MIE 373
J.M. Smith
Umass
Fall 2007
Homework #3
1. Consider the following downtimes (in minutes) in the printing department of a manufacturing plant.
37.2
10.9
3.9
1.6
17.3
69.8
2.7
30.8
24.3
61.0
73.7
14.6
24.7
15.4
26.1
14.8
29.1
6.9
7.4
71.2
10.1
45.4
54.7
9.7
99.5
99.5
16.0
4.5
20.8
30.2
30.2
41.3
21.2
31.3
2.6
61.0
2.6
70.4
7.5
20.1
26.1
20.1
6.9
32.6
7.4
71.2
7.7
39.0
43.3
9.7
It is expected that an Exponential distribution is a best fit to the data. Use Arena’s
Chi-Square estimate to see whether the Exponential distribution is acceptable.

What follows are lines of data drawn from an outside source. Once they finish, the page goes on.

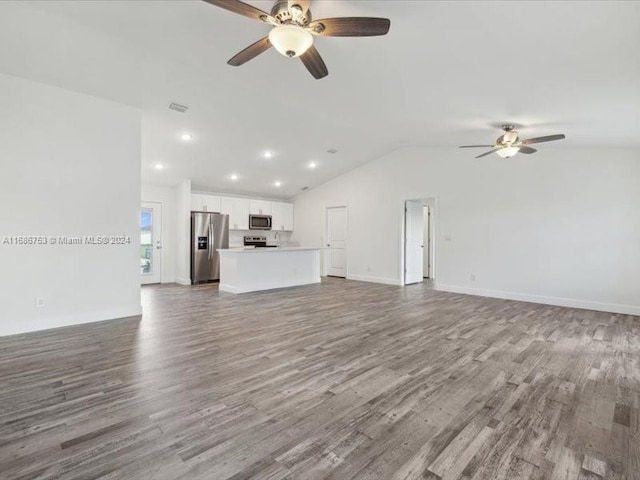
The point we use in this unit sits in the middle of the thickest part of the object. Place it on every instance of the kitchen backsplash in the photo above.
(236, 237)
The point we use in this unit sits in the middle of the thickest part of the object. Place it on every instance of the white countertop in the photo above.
(266, 249)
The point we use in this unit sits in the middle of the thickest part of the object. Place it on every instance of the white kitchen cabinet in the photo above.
(260, 207)
(238, 211)
(282, 216)
(205, 203)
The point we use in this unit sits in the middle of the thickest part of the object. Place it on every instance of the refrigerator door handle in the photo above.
(213, 240)
(210, 254)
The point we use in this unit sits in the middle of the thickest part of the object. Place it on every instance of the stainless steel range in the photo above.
(258, 242)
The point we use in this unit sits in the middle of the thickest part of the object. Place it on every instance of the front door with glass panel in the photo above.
(150, 242)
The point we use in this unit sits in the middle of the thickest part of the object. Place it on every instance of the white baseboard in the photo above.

Use Arena’s Input Analyzer to find the “best fit” to the data at an α = 0.05 level of
significance. What is your recommendation regarding the Exponential distribution
assumption?
2. The first Amherst Bank has 3 tellers serving customers in their branch bank in North
Amherst. There is a single combined queue for all 3 tellers, and customers are served on
a FIFO basis. The following data represent observed iid inter-arrival times (minutes):
2.3
1.8
2.7
0.1
5.5
3.0
1.8
0.1
4.7
2.5
4.7
4.9
1.0
0.7
6.6
2.0
4.1
1.7
4.7
0.7
0.2
1.0
1.9
3.0
1.1
2.8
0.2
1.3
0.5
0.3
2.1
1.6
0.5
3.6
0.3
1.4
4.7
0.5
2.6
0.1
1.6
1.0
0.5
0.6
1.4
2.1
0.5
2.2
2.9
1.2
The service times are iid exponentially distributed with a mean of 5 minutes.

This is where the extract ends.